I hear her scream in a bestial roar as her body starts to twist. Her fingers become claws, her eyes become slanted like a cat's. Her skin sprouts patches of fur and scales, feathers and thick hide. I can hold all this without it destroying me, but she cannot. Her body tries to be a hundred different shapes at once as she forgets the being she was. She twists into a chimera, and snarling at me she lunges forward.
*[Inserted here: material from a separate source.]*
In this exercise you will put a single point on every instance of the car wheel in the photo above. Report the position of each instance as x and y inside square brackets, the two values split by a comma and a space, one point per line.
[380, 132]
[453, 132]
Rowan is there then, his shield raised the ground around him rising to support him then absorbs the weight of her charge. He thrusts once with his sword, straight through Lady Elara’s heart. She gasps, still trying to get to me, and then the twisted thing she has become collapses to the cobbles of the street.
Around me, the beast whisperers look uncertain what to do next. I look from one to the next of them, even as I reassert my control over the creatures under my command.
“I will not give you vengeance,”
I say. “But I will give you freedom. You could fight us, but you'll lose. Or you could fight the emperor, and maybe we all win.”
I see them hesitating, and I do not wait for them to make up their minds. I have no time. The palace still awaits us, so I head towards it with all the beasts of Aetheria by my side.